De Raad stelt vast dat de begrotingsstrategie van het oorspronkelijke programma, welke gericht is op stabilisatie van de openbare financiën en bevordering van de groei en een billijke inkomensverdeling, wordt aangehouden. De strategie is gebaseerd op een hoog blijvend primair overschot en een verlaging van de lopende uitgaven in percent van het BBP, samen met enige verlichting van de nog hoge belastingdruk en een expansie van de overheidsinvesteringen, met name in het zuiden. De Raad merkt op dat de streefcijfers voor het tekort zijn gehandhaafd, hoewel het primaire overschot zich naar nu gepland op het peil van 5 % van het BBP zal stabiliseren, hetgeen lager is dan in het oorspronkelijke programma was voorzien. De Raad stelt vast dat de Italiaanse overheid voornemens is de andere lopende uitgaven dan de rentebetalingen te verlagen van 37,9 % van het BBP in 1999 tot 36,2 % van het BBP in 2003.

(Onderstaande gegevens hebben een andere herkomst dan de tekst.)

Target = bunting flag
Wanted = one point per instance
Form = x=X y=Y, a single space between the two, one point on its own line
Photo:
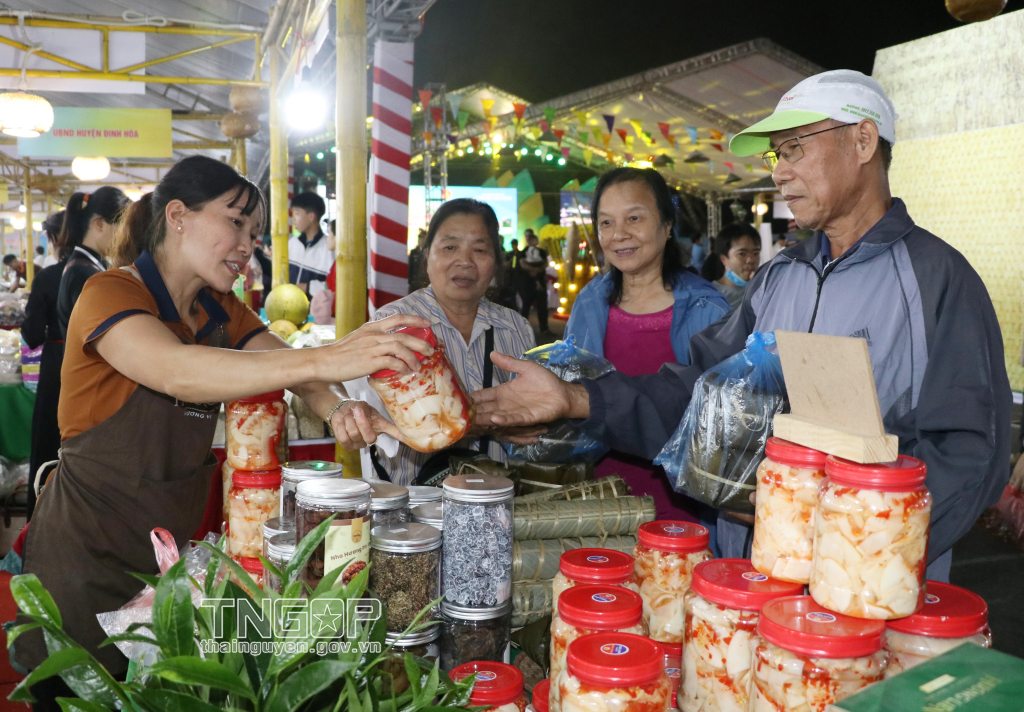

De Raad is van oordeel dat de onderliggende begrotingssituatie in 2000 voldoende solide is om een veiligheidsmarge te verschaffen tegen overschrijding van de tekortgrens van 3 % van het BBP in normale conjunctuuromstandigheden; het voorgestelde budgettaire consolidatieproces zal deze marge nog ruimer maken, zodat Italië tot 2003 zal blijven voldoen aan de eisen van het stabiliteits- en groeipact. De Raad wil evenwel nogmaals beklemtonen dat Italië zijn nog steeds hoge schuldquote gestaag moet blijven terugdringen en hij is van oordeel dat de begrotingsdoelstellingen van het geactualiseerde programma moeten worden gehaald opdat de regering haar toezegging om de schuldquote tegen 2003 tot minder dan 100 % terug te brengen gestand kan doen. Mocht de groei hoger uitvallen dan in het geactualiseerde programma wordt verondersteld, dan verwacht de Raad dat Italië betere begrotingsresultaten behaalt dan gepland, zodat de schuldquote sneller tot de referentiewaarde van 60 % van het BBP kan worden verlaagd.

In aansluiting op zijn advies(2) over het oorspronkelijke stabiliteitsprogramma dringt de Raad er bij de Italiaanse regering op aan de structurele problemen op de middellange termijn voor de openbare financiën die het gevolg zijn van de pensioenen en andere leeftijdgerelateerde begrotingsuitgaven, vastberaden aan te pakken. De recente voorstellen van de regering om de expansie van pensioenstelsels met kapitaaldekking te stimuleren, gaan in de juiste richting, maar dit belet niet dat de parameters van het huidige systeem opnieuw moeten worden bekeken. Als dat op tijd geschiedt, zal de verwachte stijging van de verhouding tussen de pensioenuitgaven en het BBP in de hand kunnen worden gehouden. Voorts moedigt de Raad de Italiaanse regering aan haar privatiseringsprogramma krachtig voort te zetten en de structuurhervormingen van de arbeids- en de productenmarkten, alsook van het openbaar bestuur, te versterken, want die zijn nodig om de concurrentiepositie en doelmatigheid te verbeteren en de Italiaanse economie te stimuleren.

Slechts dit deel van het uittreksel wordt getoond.